Conservatives’ complaints about the size of Minnesota government “literally doubling” are easy to find in media reports. However, the dispassionate facts from the U.S. Census Bureau say otherwise. Recently released Census information shows that total real per capita state and local government revenue in Minnesota once again declined in 2008. Minnesota continues to lead the nation in the decline of non-federal general revenue during the “no new tax” era.
Non-federal general revenue includes all dollars collected by state and local government through taxes, fees, special assessments, and all other miscellaneous charges, excluding dollars received from the federal government. Census publications refer to this as “own-source” revenue.
From 2007 to 2008, real (i.e., inflation-adjusted)* per capita own-source revenue in Minnesota declined by 2.1 percent. Combined with declines in previous years, Minnesota real per capita own-source revenue fell by a total of 5.3 percent from 2002 to 2008. Over this six year period, national state and local real per capita own-source revenue grew by 4.4 percent. Relative to the national average, Minnesota own-source revenue has steadily declined since 2002.
While own-source revenue per capita in Minnesota was still 6.5 percent above the national average in 2008, experts at the Minnesota Department of Revenue have argued that revenue per capita is not necessarily the best way to measure the relative size of government from state to state.
The Minnesota Department of Revenue’s research division director, Dr. Paul Wilson, has demonstrated that high per capita income states generally have higher per capita taxes than low per capita income states. Higher wage levels and higher cost of living in high per capita income states-combined with lower levels of federal assistance-mean that high per capita income states must generate more own-source revenue in order to provide the same level of public services as in low per capita income states.†
Based on this finding, Wilson concludes that per capita tax levels are not particularly helpful in identifying high tax and low tax states. A Revenue Department publication concludes that “Rankings of total state and local tax burden measured as a percent of income are better able to identify the states commonly perceived to be low-tax or high-tax states.”
Minnesota state and local government revenue and spending per $1,000 of personal income has gone from nine percent above the national average in 2002 to virtually equal to the national average in 2008.
From 2002 to 2008, Minnesota has been a national leader in terms of the reduction in own-source revenue. Minnesota alone among the 50 states ranks among the top five states in the nation in terms of the decline in both own-source revenue per capita and own-source revenue per $1,000 of personal income.
In light of these facts, Minnesotans should be justifiably confused regarding all of the hot air from the right regarding out of control growth in government. In fact, “no new tax” proponents should be claiming victory. Since 2002, they have succeeded in shrinking the own-source revenue of Minnesota state and local governments more than any other state in the nation.

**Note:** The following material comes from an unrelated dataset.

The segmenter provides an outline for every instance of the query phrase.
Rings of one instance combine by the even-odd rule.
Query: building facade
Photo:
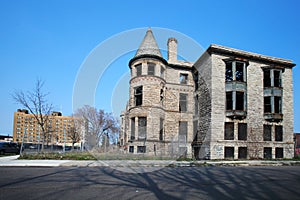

And to the victors goes the accountability. “No new tax” proponents also need to accept some responsibility for the state’s dismal financial situation. Even before the economic collapse of 2008, real per capita state and local government own-source revenue was in decline. The promise of Laffer economics–that lower tax rates would produce increased public revenue–has failed to materialize in Minnesota, just as it has in about every other place that’s tried it.
They also need to take responsibility for Minnesota’s deteriorating economic performance relative to the rest of the nation. During Minnesota’s “no new tax” era, job, income, and GDP growth has lagged behind the U.S. average. Road conditions have deteriorated. Public investment in K-12 education has dropped below the national average while pupil teacher ratios have risen above the national average. The extent to which “no new tax” proponents can blame extenuating circumstances for Minnesota’s slide relative to other states is limited. The “no new tax” agenda has not delivered the prosperity it promised; in fact, the overarching trend is in the wrong direction.
With the state facing a $6.8 billion budget deficit, the need for reform and reprioritization of public spending is inevitable. Equally inevitable is the need for an increase in public resources, especially in light of the sharp decline in real per capita own-source revenue since 2002. A balanced approach that involves both spending reductions and revenue increases offers the only hope of balancing the state’s budget while adequately funding public education and infrastructure –investments that are critical to Minnesota’s long-term prosperity.
*All inflation adjustments in this analysis are based on the implicit price deflator for state and local government purchases, which is the appropriate measure of inflation for state and local governments.
†A 2008 Minnesota 2020 article discussed Dr. Wilson’s research on this topic in more detail.